As investigações de diagnóstico diferencial revelaram o seguinte:
- A osteomielite após a epifisiodese pode ser excluída radiologicamente
- A serologia foi negativa para infeção aguda com Treponema pallidum, vírus herpes simplex tipo 1 e 2, Toxoplasma gondii, VIH, hepatite A/B/C/D/E e SARS-CoV-2
- Os testes PCR foram negativos para adenovírus, EBV, citomegalovírus, herpesvírus humano tipo 6, parvovírus B19, bocavírus, metapneumovírus humano, influenza A/B, sarampo, parainfluenza, rinovírus/enterovírus, HSV 1/2, varicela e SARS-CoV-2.
Por outro lado, foi encontrado um resultado positivo para anticorpos contra Mycoplasma pneumoniae (tipo IgM) no soro, indicando uma infeção recente.
A terapia empírica foi bem sucedida
O doente foi transferido para a unidade de cuidados intensivos pediátricos no sexto dia de doença devido ao envolvimento sistémico com alterações cutâneas rapidamente progressivas, acompanhadas de taquicardia, oligúria e necessidades adicionais de oxigénio. O aspirado da medula óssea não revelou malignidade e foi negativo para Leishmania. A biópsia cutânea efectuada no dia 6 mostrou sinais de FUMHD com dermatite de interface e predominantemente células T citotóxicas CD8+. A PCR para o SARS-CoV-2 foi negativa na biopsia cutânea. O tratamento empírico consistiu em ceftazidima, vancomicina, doxiciclina, anfotericina B lipossómica e imunoglobulinas intravenosas (2 g cumulativos por kg de peso corporal nos dias 6 e 7). O doente recebeu oxigénio e diuréticos adicionais e foi mantido em respiração espontânea. O tratamento tópico da pele consistiu principalmente em preparações tópicas contendo ureia e triclosan. Com estas medidas, o estado do doente melhorou continuamente sem tratamento imunossupressor sistémico. Foi transferido para a enfermaria normal no 11º dia e teve alta no 18º dia. Nessa altura, a sua principal queixa continuava a ser a deficiência visual devido ao envolvimento da córnea. Retrospetivamente, o estado do doente foi interpretado como FUMHD, possivelmente desencadeado por uma infeção por micoplasma. Seis meses após o episódio de FUMHD, o doente recuperou totalmente sem quaisquer sequelas relevantes ou recorrência de sintomas dermatológicos.
Literatura:
- Blohm ME, et al: Doença de Mucha-Habermann: relato de um caso pediátrico e proposta de uma pontuação de risco. International Journal of Dermatology 2022; 61(Issue4): 401-409.

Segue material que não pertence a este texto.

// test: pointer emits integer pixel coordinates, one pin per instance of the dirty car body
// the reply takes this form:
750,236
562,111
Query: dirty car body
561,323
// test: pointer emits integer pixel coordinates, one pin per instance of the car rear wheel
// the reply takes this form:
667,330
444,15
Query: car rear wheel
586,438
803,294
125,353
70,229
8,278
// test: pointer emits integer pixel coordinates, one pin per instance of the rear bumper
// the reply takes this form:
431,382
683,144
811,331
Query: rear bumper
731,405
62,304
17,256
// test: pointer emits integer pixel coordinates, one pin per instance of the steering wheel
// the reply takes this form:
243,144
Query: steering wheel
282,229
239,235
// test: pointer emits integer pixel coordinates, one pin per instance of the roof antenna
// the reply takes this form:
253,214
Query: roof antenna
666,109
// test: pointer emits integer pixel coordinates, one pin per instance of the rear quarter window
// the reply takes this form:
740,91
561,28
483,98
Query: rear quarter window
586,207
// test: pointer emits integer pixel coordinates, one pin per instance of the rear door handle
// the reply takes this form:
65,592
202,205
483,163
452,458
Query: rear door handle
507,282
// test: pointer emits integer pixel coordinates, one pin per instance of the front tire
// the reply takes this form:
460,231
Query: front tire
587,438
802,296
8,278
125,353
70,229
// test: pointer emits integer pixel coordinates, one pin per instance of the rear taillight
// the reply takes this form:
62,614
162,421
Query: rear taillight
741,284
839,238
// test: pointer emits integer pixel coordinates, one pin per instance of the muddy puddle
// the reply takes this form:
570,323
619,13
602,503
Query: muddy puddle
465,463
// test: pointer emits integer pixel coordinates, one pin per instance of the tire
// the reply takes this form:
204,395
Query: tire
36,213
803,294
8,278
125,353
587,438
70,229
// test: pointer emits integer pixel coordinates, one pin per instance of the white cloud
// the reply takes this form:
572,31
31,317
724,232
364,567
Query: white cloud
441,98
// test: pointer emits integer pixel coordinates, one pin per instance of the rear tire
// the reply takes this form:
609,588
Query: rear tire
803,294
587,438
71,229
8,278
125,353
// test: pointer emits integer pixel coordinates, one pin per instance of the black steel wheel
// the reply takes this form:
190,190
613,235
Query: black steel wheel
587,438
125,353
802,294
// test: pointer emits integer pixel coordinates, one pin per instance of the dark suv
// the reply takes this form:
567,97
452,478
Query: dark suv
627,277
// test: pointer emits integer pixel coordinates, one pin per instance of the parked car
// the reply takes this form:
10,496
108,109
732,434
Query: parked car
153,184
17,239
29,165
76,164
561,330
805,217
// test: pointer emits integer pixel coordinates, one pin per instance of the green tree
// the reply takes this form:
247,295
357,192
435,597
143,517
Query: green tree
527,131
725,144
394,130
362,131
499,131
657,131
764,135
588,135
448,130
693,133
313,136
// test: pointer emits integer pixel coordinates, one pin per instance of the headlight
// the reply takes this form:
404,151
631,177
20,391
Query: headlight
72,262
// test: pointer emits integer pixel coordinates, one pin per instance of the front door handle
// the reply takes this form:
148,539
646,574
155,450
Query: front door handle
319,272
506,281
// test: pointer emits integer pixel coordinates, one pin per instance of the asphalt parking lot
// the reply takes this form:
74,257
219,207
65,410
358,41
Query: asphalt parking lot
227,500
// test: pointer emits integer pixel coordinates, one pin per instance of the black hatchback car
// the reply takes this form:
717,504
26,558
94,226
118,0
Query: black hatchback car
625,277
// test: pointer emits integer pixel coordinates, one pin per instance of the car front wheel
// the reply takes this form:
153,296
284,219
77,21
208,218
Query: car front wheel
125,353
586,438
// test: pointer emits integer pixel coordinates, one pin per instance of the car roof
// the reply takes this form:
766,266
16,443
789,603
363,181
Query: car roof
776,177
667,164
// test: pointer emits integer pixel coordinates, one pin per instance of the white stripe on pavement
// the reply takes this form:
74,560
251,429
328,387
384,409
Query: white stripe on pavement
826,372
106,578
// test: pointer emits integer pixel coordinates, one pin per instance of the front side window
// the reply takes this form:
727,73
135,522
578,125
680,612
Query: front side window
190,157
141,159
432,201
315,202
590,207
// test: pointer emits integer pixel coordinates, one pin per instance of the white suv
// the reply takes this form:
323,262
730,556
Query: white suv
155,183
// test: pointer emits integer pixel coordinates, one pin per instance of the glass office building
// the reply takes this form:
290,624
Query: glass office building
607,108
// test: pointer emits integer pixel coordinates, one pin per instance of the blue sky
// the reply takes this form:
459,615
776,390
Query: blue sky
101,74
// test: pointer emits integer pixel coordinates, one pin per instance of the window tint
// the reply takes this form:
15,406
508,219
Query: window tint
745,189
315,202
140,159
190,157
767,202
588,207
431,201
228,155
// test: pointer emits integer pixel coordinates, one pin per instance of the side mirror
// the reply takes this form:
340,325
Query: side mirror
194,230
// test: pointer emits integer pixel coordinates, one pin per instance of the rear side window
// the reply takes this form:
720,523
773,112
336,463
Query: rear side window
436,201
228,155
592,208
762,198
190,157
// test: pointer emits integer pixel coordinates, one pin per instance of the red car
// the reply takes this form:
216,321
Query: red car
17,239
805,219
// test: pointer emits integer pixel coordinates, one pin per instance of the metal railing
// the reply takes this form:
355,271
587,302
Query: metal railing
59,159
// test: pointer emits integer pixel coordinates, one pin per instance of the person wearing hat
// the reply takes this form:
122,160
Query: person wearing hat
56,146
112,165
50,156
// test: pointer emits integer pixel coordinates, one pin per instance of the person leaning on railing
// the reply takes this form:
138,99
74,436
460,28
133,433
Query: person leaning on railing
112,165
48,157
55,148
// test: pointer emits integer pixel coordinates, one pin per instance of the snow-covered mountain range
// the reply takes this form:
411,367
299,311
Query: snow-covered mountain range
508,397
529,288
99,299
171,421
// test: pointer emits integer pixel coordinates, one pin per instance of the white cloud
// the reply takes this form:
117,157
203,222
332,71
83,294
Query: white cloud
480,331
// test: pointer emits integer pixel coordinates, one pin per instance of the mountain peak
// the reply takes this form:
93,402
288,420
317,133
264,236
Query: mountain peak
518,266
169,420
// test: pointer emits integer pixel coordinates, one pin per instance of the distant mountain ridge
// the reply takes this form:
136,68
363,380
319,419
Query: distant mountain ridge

- Weins AB, et al: Doença de Mucha-Habermann sob o quadro da síndrome de Kawasaki. J Dtsch Dermatol Ges 2020; 18: 140-142.
- Schneider DT, Pütz-Dolderer J, Berrang J. Síndrome inflamatório pediátrico multissistémico associado à infeção por SARS-CoV-2. Dtsch Arztebl Int 2020; 117: 431.
- Terraneo L, et al: Erupções invulgares associadas a infecções respiratórias por mycoplasma pneumoniae: revisão da literatura. Dermatologia 2015; 231: 152-157.